Looking for some insight on the ok prowler big game 2, i'am getting ready to purchase my first fishing type kayak, ive been using a small cheap kayak for fishing specks and reds but i want to upgrade and start btb style fishing. I have looked at alot of different kayaks like the kraken,tarpon 160 and even feelfree kayaks new wahoo they are relasing this fall, but i keep coming back to the prowler big game 2 for some reason. Being that i live in north louisiana theres really no where to demo the style kayaks iam looking at so before i drive 6 hrs to demo a kayak id like to be well educated on it first. Ive never btb in a kayak before so i reaching out to those that are knowledgeable about that style of fishing. I like everything i read and see about the big game,iam just afraid the 34"width will be tough fighting thru the surf. And advice would be greatly appreciated


----------



## Chris V (Oct 18, 2007)

I have a first generation BG and I think it's an excellent yak for punching through surf and fishing open water. I've taken mine out in some pretty gnarly stuff and it handles well and surfs pretty good too.


----------



## northLAguy (Sep 9, 2015)

If I believe right first generation BG are 28" wide , how is the stability on a kayak that narrow, never been on one that narrow and the kraken is 29"wide and thats the only thing iam not sure about it, i like the width of the BG II but not sure i will need that extra 5" of width


----------



## Chris V (Oct 18, 2007)

first gen are just as wide; 34"


----------



## northLAguy (Sep 9, 2015)

Ok i wasnt aware they were the same size, thats good to hear cause i really like the BGII, i just need to find a dealer around the gulfshores area to demo one with, any suggestions on who i can contact in that area


----------



## Chris V (Oct 18, 2007)

Well, the closest OK dealer is Fairhope Boat Company or their sister store, Pensacola Kayak and Sail. I'd be more than happy to let you try my older hull. The hull design is the same essentially the deck layout is considerably different than the new one.

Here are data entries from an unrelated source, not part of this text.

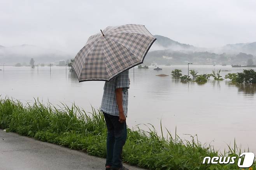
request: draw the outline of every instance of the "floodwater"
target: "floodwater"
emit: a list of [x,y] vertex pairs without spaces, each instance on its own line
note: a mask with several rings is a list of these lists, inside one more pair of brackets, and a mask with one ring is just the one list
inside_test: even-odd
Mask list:
[[[0,69],[3,69],[2,67]],[[128,125],[136,127],[139,124],[151,123],[160,133],[160,121],[174,135],[189,139],[189,134],[197,134],[198,140],[223,151],[227,144],[233,146],[235,139],[242,149],[256,151],[256,86],[239,85],[228,80],[215,81],[212,78],[205,84],[181,82],[172,78],[171,71],[181,69],[187,74],[187,66],[160,67],[130,71]],[[5,67],[0,71],[0,94],[32,102],[33,97],[44,103],[61,102],[70,105],[74,102],[88,112],[91,105],[98,108],[103,92],[103,82],[79,83],[76,76],[65,67]],[[244,68],[230,66],[190,65],[199,74],[211,73],[218,69],[224,75],[242,71]],[[247,68],[247,69],[249,69]],[[165,74],[169,76],[159,77]],[[133,78],[134,77],[134,78]],[[140,125],[146,129],[144,125]],[[166,131],[164,132],[167,134]]]

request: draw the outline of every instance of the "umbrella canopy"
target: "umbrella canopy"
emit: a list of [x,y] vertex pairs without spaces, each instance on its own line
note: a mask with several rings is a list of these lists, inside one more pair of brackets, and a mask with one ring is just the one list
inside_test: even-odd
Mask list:
[[109,26],[91,36],[72,66],[79,82],[109,81],[143,62],[156,40],[144,25]]

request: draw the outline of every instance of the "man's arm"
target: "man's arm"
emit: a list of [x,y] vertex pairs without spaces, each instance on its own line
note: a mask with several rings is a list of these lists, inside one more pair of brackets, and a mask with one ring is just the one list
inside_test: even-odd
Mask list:
[[124,109],[123,107],[123,88],[116,88],[115,92],[116,103],[117,104],[119,111],[119,121],[124,123],[125,121],[126,118],[124,114]]

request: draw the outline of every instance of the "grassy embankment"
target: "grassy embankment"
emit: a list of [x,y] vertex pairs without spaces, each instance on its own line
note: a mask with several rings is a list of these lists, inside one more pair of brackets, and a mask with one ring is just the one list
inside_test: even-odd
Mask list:
[[[102,114],[94,109],[92,113],[86,113],[74,105],[61,108],[44,105],[35,100],[24,106],[18,101],[0,99],[0,128],[105,157],[107,129]],[[217,156],[217,152],[194,138],[188,141],[181,140],[176,134],[172,137],[168,130],[164,137],[162,131],[159,135],[151,127],[147,131],[128,129],[123,149],[124,161],[152,170],[238,169],[237,163],[202,165],[205,156]],[[240,151],[229,149],[225,155]]]

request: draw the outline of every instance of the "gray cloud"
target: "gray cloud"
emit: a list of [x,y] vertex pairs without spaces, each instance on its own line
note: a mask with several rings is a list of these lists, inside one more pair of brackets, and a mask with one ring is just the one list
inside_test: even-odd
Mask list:
[[28,44],[75,55],[100,29],[130,23],[198,47],[253,42],[255,9],[253,0],[0,0],[0,45]]

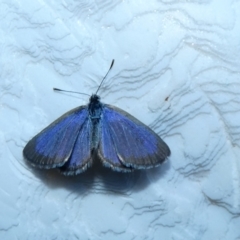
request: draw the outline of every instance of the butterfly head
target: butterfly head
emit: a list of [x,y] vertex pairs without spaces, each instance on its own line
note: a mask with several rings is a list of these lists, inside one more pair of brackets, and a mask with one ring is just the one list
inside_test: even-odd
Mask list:
[[100,102],[100,97],[97,94],[93,94],[90,98],[89,98],[89,103],[91,104],[96,104]]

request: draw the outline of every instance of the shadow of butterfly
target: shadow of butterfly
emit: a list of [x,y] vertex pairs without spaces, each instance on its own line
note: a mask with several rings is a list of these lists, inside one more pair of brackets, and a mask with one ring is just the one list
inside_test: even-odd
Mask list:
[[27,143],[23,149],[27,161],[38,168],[59,168],[65,175],[85,171],[96,157],[120,172],[164,162],[170,155],[167,144],[129,113],[102,103],[97,95],[101,84],[88,105],[70,110]]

I'd call Fairhope Boat Company. They usually let folks demo them at the yacht club right down the street from the store.


----------



## northLAguy (Sep 9, 2015)

Ok thanks i might take you up on that, i get down to the gulfshores/foley 5 to 6 times a yr, thats where ive been doing all my kayak fishing there in little lagoon and where i plan on doing most of my btb fishing. I'll check out th fairhope boat company and see if they have any of the new models available for demo. Thanks again man&#55357;&#56397;


----------



## BigFatYak (Jan 5, 2015)

I have the newest generation of the Big Game II and I love it. It is stable enough to stand in, and there is plenty of storage. I have done both inshore and offshore on this boat. It punches through the surf with little effort, I can even surf it in. And the 600lb capacity is awesome. I bought mine from Kayak Experience in Destin.


----------



## northLAguy (Sep 9, 2015)

Nice looking kayak!! Iam pretty sure iam gonna go with the bgII i just dont want too make a choice without demoing one first, with all the homework ive done though i feel confident its the right kayak for me, thanks


----------



## daniel9829 (Jan 31, 2009)

Go with it I have Malibu X-Factor and other than the BG being little shorter it is a beast Stable and floats in skinny water and does well in the surf and real stable and less expensive. I have had my XF since 2002 and it is a great boat. I know guys wit older BG and the love them.


----------



## amdoch (Feb 5, 2014)

I have a first generation BG and love it. I am not a small guy so I love the extra stability. Shoot me a message if you're in the fort walton area and you can try it out


----------